Conclusion: Towards a Universal Pattern Library for Problem-Solving
Treating each complex problem as an opportunity to expand your pattern library leads to compounding benefits. In human learning, this approach accelerates growth from novice to expert: each challenge solved with a conscious identification of its underlying pattern makes the next similar challenge easier. Psychologically, it also reduces anxiety in problem-solving, as one builds confidence that “I’ve seen something like this before.” Academically, we see that whole fields – from algorithms to formal logic – progress by identifying common structures and consolidating knowledge around those structures (for example, the way disparate optimization problems were unified under linear programming, or various puzzles unified by group theory in mathematics). In computer science education, students are explicitly taught paradigms and optimization patterns so that they do not reinvent solutions from scratch for every new task.

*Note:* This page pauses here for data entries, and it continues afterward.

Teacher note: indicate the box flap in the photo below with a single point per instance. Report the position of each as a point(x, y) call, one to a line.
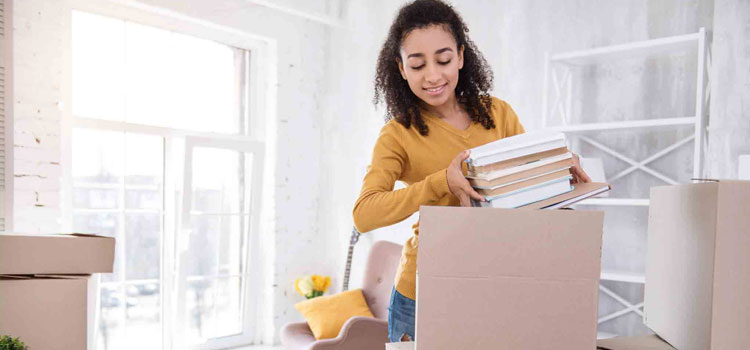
point(731, 284)
point(56, 254)
point(528, 243)
point(722, 180)
point(646, 342)
point(679, 263)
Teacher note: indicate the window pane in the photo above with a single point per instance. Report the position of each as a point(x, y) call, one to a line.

Ultimately, turning problem-solving into a pattern library is about elevating problem-solving from an art to a science. It means treating problems not as isolated riddles but as manifestations of underlying themes that we can learn, catalog, and master. This approach has proven effective from the level of individual learning all the way to advanced AI systems that push the boundaries of knowledge. The next time you face a daunting problem, ask yourself: what pattern does this resemble? The answer could be the first step toward a solution, and toward enriching the library of patterns that you (and perhaps one day your AI assistants) can draw upon. As the evidence shows, the pattern-centric mindset is a catalyst for both speed and innovation in solving the deepest problems across domains. By growing a rich pattern library, we not only solve problems faster but also contribute to a more organized and interconnected understanding of the world’s puzzles – academic and otherwise.